Beati quei servi che il padrone al suo ritorno troverà ancora svegli.

In quel tempo, Gesù disse ai suoi discepoli:

«Siate pronti, con le vesti strette ai fianchi e le lampade accese; siate simili a quelli che aspettano il loro padrone quando torna dalle nozze, in modo che, quando arriva e bussa, gli aprano subito.

Beati quei servi che il padrone al suo ritorno troverà ancora svegli; in verità io vi dico, si stringerà le vesti ai fianchi, li farà mettere a tavola e passerà a servirli.

E se, giungendo nel mezzo della notte o prima dell’alba, li troverà così, beati loro!».

Servire ad occhi aperti

La veste stretta ai fianchi è l’abbigliamento di chi è in cammino o che offre un servizio come lo è il discepolo di Gesù che è esortato a monitorare costantemente il suo cuore per tenerlo libero da ogni forma di avidità. Il pericolo di ingolfare il cuore di preoccupazioni inutili è reale. Perciò la fede non può prescindere dal servizio che per il cristiano non è una prestazione occasionale ma è uno stile permanente di vita che acquisisce strada facendo seguendo e imitando il suo Maestro.

La cupidigia, ovvero l’attaccamento ai beni materiali, induce ad accomodarci, a rifuggire la fatica e le rinunce per costruire relazioni autentiche con gli altri. L’amore responsabile richiede piuttosto di scomodarci, rischiare, lasciare le false sicurezze per andare incontro ai fratelli nei loro bisogni. Tuttavia, l’amore agli altri sarebbe un’emozione passeggera e il servizio un’esperienza di contratto a termine se non fossero alimentati dal desiderio d’incontrare il Signore. Il servizio supera la prova della delusione e della paura e l’amore diventa una scelta fondamentale di vita da cui derivano tutte le altre opzioni, se il suo primo e ultimo destinatario è Gesù.

La Parola di Dio è la lampada che il cristiano deve tenere accesa perché illumini la sua mente per discernere le povertà del nostro tempo, rischiari il suo cuore per confortarlo nella notte della prova, e posta in alto, permetta di vedere al di là dei nostri limiti e infonda speranza.

Il desiderio d’incontrare Gesù, sostiene l’attesa e alimenta in noi l’amore a Lui. Se siamo pronti ad aprire il cuore allo Sposo che bussa, che chiede di essere accolto e che ci parla, soprattutto nei poveri, sperimenteremo la dolcezza della sua ospitalità. Il Signore viene a salvarci non a giudicarci; come tale il Salvatore, lo Sposo dell’umanità, si presenta nei panni del Servo dei servi affinché possiamo scoprire che l’amore è servizio, che non c’è altra via per la felicità che quella del prendersi cura degli altri e che il ministero non è un lavoro da compiere o un compito da svolgere o ancora un precetto da assolvere, ma è un dono da condividere con gioia, è la festa da vivere insieme a Dio e ai fratelli.
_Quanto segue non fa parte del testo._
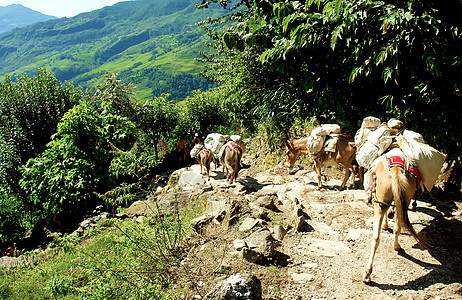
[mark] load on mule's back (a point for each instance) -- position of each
(398, 161)
(228, 150)
(327, 146)
(203, 157)
(231, 160)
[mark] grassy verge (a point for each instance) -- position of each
(118, 259)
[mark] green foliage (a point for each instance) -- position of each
(115, 260)
(30, 109)
(76, 163)
(204, 112)
(341, 59)
(151, 43)
(14, 221)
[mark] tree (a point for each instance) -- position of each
(346, 59)
(30, 109)
(64, 179)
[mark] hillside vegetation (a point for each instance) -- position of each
(152, 44)
(16, 16)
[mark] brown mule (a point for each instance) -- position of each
(231, 160)
(205, 158)
(393, 184)
(344, 155)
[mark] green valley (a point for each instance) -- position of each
(152, 44)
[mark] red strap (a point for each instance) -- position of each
(398, 161)
(204, 150)
(232, 145)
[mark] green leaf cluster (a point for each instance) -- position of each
(340, 60)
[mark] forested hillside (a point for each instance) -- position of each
(152, 44)
(16, 16)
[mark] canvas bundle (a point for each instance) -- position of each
(428, 159)
(214, 142)
(195, 150)
(375, 145)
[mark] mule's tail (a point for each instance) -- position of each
(399, 187)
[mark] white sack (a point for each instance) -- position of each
(428, 159)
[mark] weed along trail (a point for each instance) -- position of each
(275, 235)
(304, 243)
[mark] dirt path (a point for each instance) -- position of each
(327, 260)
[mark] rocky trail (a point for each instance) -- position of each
(299, 242)
(325, 238)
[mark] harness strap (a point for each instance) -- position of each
(407, 165)
(204, 150)
(232, 145)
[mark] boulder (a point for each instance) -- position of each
(237, 287)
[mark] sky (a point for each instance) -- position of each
(61, 8)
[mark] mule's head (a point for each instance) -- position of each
(291, 154)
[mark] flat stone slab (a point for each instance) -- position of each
(326, 247)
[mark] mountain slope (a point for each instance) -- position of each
(151, 43)
(16, 16)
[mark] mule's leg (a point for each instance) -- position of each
(345, 178)
(379, 213)
(318, 166)
(385, 220)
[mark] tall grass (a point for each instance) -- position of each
(117, 259)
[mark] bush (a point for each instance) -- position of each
(30, 109)
(14, 221)
(76, 163)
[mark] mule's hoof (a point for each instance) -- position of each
(366, 277)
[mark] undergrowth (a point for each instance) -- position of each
(117, 259)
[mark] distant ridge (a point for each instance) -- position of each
(17, 16)
(150, 43)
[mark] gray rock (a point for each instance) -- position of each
(267, 201)
(237, 287)
(279, 232)
(248, 224)
(201, 221)
(262, 242)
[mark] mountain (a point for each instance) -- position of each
(15, 16)
(150, 43)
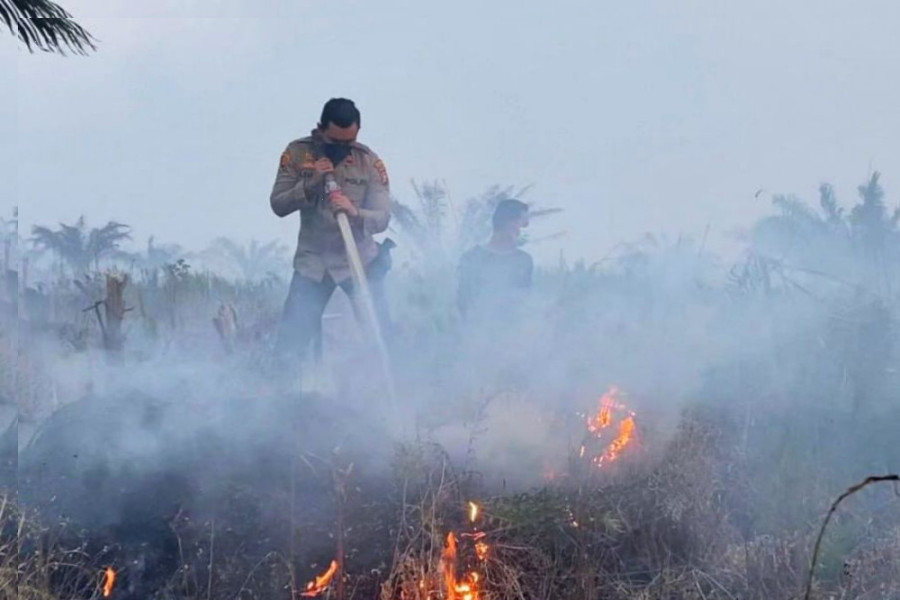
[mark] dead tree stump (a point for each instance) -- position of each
(113, 339)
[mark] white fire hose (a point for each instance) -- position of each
(361, 293)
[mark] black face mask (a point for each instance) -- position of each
(336, 153)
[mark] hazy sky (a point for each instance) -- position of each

Signore Gesù, sposo e fratello dell’umanità che sei venuto in mezzo a noi non per essere servito ma per servire e dare la vita, aiutami a liberare il cuore da tutto ciò che lo rende lento nel riconoscere Dio che bussa alla mia porta e chiede ospitalità. Alimenta con l’olio della carità la lampada delle opere di misericordia perché, impegnandomi a prendermi cura dei fratelli, impari a servirti con cuore semplice e gioioso. La tua Parola, custodita nel cuore, mi aiuti a vincere ogni tipo di rigidità, freddezza e meccanicismo, ma crei lo spazio nel quale lo Spirito Santo possa ispirarmi forme creative di carità fraterna.